I have an idea
Recently, I've been playing b18 versus b28.
I found some conclusions:
- theie evaluations on scores and points are often similar.
- when it differs, their is quite a possibility(maybe 20%?) that b18 gets a better result locally.
- even in exterme case, it happens that b18 find a notlikely mentioned points in 28 that might reverse the result.
I come up with a way to increase win rate for b28, is that both looking at the variation of b18 and b28, when it differs, seek through the b18's path for a while and judge again.
nets are b28c512nbt-s8536703232-d4684449769 b18c384nbt-s9996604416-d4316597426 /. and the game is actually trivial, I just played it once and it occurs that situation.
I then wonder, what if we integrate 6b when the AI-weakness, which is that some simple moves but judges wrong by high rank AI occurs? And I wonder whether can integrate this process into training, and restart it whole, which means that 10b's training is integrated with the best of 6b's judges. and so on? (just seek 1 before can be helpful I think).
details are: (just use humans hands to operate for example) when choices don't differ much, use b28's. when they differ much (such as b18 is considering a point which b28 almost ignores, or win rate highly differs(which probably means some future point differ)), then seek in that variant. or then gather b6 in and distribute a small potion of calculations in it to deal with extreme situations. I wonder that whether if it's good to only self-play in the distributive training in this way.
This is an interesting observation and a promising proposal. As I know, a similar method has already been implemented:
Specifically, KataGo collects valuable games from rating games using the following criterion: when the win rate drops significantly within a few moves. These games are then fed back into training as opening positions with added hints. Since they come from different networks, this helps the model learn various preferences and improve blind spots. This solution emerged from discussions among members on Discord.
After using this method for some time, I revisited the rating games and found that severe blind spots had become extremely rare.
However, personally, I don't think this is sufficient. All games lost by strong networks in rating games should be reintroduced into training, along with a new training method—trajectory search. This means analyzing each move in the game record, and when a move diverges from the network's original prediction, assigning weights based on the degree of surprise. This method expands the scope of detection, effectively learning many non-fatal blind spots and optimism policy moves. Additionally, it can be used to absorb other high-computation and high-quality game records.
I played b18 vs b28.
- b18's choices are similar to b28's.
- I found that the cause of b28 winning the game is merely because b28 got more portion of better points, but we can't ignore that b18 sometimes get a better point spot, even it lost the game.
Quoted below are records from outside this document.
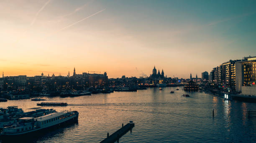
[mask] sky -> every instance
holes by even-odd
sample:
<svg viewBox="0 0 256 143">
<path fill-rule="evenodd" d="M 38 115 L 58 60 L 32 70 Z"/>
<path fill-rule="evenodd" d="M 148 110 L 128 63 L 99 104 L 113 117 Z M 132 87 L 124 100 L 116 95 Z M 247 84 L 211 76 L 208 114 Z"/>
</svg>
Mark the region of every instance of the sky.
<svg viewBox="0 0 256 143">
<path fill-rule="evenodd" d="M 5 76 L 187 78 L 256 56 L 255 0 L 0 1 Z"/>
</svg>

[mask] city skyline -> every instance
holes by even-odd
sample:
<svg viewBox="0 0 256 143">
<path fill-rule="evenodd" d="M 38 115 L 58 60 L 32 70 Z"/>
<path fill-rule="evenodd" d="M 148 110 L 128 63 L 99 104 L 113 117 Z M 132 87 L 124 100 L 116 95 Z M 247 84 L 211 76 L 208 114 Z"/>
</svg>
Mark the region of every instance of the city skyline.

- I suggest that if the winrate/score of lead is similar, like +-1%, then use b28's, otherwise dive into the variation, it's like a dfs search, the state is the ongoing game, just exploring through the variations which doesn't require much resources(in my thought?)
like we can also distribute a small portion of calculations in the early days of nets, just to find the difference, even if it's 1 move that explored to be better, it's worth it. the whole computation should be within e times the original which sounds good.
@Chenvincentkevin - If you can proof of concept your idea, by showing that it leads to a strength improvement compared to spending the same amount of compute power on doing more b28 visits instead, then I would be interested. Can you implement it? It doesn't even have to be high-performance, for example you could build it in python using the analysis engine (https://github.com/lightvector/KataGo/blob/master/python/query_analysis_engine_example.py, documentation https://github.com/lightvector/KataGo/blob/master/docs/Analysis_Engine.md) to query a b18 and b28.
My suspicion is that you would discover more improvements simply by spending the extra visits on b28 instead of b18.
@lightvector I wonder what's the computation cost for 1 visit between b18 and b28, I want to first play some games by myself and discover the win rates
@Chenvincentkevin The computational cost of b28 is approximately double that of b18.